FIGURE 2-2: Individual components do not scale up.
In addition, some of the software that we might need to use could be organized quite differently. For example, we may want to take advantage of certain third-party and open-source libraries, which might not be component-based. We might have our own legacy libraries to use that are also not component-based. These software libraries, of necessity, must come together at a level of aggregation larger than components, as depicted in Figure 2-3.
FIGURE 2-3: Integration with non-component-based (library) software
We generally think of a top-level unit of integration within a large system informally as a “library” whose interface typically consists of a collection of header files in a single directory (e.g., /usr/include) and a single library archive (e.g., libc.a, libc.so) depending on the target platform. We might uniquely refer to this particular architectural entity as a whole as “The C Library” although its internal structure (i.e., how logical content is partitioned among its .o files) is entirely organizational (i.e., not part of its specification or contract; see Volume II, section 5.2) and might vary from one vendor platform to another.

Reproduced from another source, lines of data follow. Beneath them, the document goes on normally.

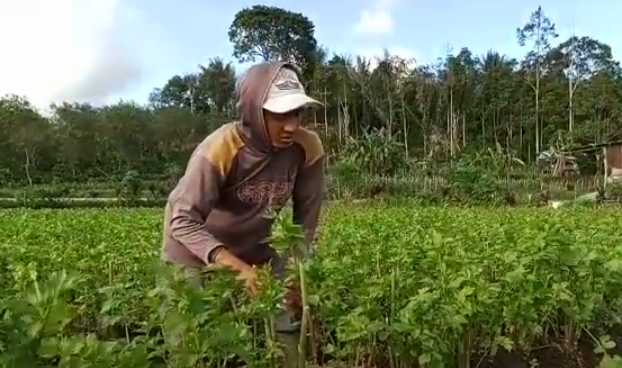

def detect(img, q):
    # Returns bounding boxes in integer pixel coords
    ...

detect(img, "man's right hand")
[214,247,258,297]
[238,268,258,298]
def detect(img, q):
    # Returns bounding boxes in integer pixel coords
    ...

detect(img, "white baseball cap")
[263,67,322,114]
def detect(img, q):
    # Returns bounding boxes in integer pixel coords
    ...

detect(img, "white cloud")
[354,0,400,36]
[354,9,393,35]
[0,0,142,107]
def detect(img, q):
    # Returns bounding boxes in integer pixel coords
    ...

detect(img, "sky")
[0,0,622,108]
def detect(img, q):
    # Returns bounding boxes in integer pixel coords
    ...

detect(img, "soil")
[471,327,622,368]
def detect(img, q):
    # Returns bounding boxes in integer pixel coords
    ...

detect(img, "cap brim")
[263,93,323,114]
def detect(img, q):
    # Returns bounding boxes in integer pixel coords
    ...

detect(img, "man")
[163,63,325,366]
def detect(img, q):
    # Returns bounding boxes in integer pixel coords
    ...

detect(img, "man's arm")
[171,155,251,272]
[293,150,326,259]
[170,154,224,263]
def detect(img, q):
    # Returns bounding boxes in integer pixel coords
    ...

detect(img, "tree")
[229,5,317,79]
[516,6,559,154]
[0,6,622,184]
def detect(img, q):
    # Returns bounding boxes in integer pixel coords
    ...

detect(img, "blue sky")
[0,0,622,109]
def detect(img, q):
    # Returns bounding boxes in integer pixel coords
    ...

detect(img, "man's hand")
[238,267,259,298]
[214,247,258,297]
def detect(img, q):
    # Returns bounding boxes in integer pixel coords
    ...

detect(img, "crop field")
[0,202,622,368]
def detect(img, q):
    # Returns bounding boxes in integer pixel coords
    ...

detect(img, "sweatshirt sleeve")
[293,142,326,258]
[170,155,224,263]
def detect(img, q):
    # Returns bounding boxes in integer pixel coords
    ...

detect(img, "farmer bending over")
[163,63,325,359]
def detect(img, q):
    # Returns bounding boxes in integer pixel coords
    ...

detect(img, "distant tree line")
[0,5,622,188]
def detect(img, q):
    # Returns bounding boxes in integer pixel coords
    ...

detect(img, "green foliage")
[0,206,622,368]
[229,5,317,74]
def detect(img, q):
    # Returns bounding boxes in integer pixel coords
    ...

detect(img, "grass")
[0,202,622,368]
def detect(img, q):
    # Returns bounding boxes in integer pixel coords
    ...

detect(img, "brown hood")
[237,62,301,153]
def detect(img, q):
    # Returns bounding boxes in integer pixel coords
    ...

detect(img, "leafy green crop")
[0,202,622,368]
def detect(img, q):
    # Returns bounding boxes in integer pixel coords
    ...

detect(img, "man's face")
[264,110,302,148]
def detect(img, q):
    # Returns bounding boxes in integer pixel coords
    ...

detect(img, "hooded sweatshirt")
[162,63,325,267]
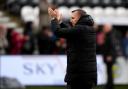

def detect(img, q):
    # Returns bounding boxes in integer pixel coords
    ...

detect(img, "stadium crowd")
[0,22,128,57]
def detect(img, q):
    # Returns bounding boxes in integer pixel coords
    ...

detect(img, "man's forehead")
[72,11,79,16]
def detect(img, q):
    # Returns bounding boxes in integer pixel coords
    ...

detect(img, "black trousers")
[106,63,114,89]
[67,81,94,89]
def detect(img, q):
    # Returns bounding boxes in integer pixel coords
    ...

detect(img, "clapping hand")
[48,7,62,22]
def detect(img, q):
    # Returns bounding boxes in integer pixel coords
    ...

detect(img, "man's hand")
[48,7,57,19]
[48,7,62,23]
[55,9,63,23]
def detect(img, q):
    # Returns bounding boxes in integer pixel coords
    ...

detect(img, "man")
[48,8,97,89]
[103,24,122,89]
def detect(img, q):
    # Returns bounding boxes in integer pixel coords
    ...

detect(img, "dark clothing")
[51,14,97,84]
[37,32,55,54]
[106,63,114,89]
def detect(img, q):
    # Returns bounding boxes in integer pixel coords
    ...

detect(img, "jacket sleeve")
[51,20,79,38]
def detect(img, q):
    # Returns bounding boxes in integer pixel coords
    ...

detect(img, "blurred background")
[0,0,128,89]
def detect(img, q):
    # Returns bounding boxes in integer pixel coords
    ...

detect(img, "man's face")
[70,11,80,26]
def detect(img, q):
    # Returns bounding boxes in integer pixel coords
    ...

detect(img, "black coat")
[51,16,97,84]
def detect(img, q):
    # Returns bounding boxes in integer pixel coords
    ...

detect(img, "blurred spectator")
[7,28,27,55]
[101,24,121,89]
[22,22,35,55]
[122,31,128,58]
[54,38,67,54]
[37,27,56,54]
[103,24,115,89]
[95,27,105,55]
[0,26,8,55]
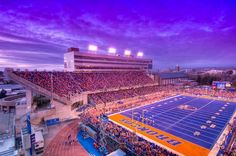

Integration with legacy, open-source, and third-party libraries is important and will be addressed. Our purpose in the next few sections, however, is first to identify desirable characteristics of library software and then to provide a prescriptive methodology for packaging our own. After that, we will return to the issues of integrating with non-component-based software (see section 2.12) and then focus on the custom (nonshareable) top-level application code surrounding main() (see section 2.13).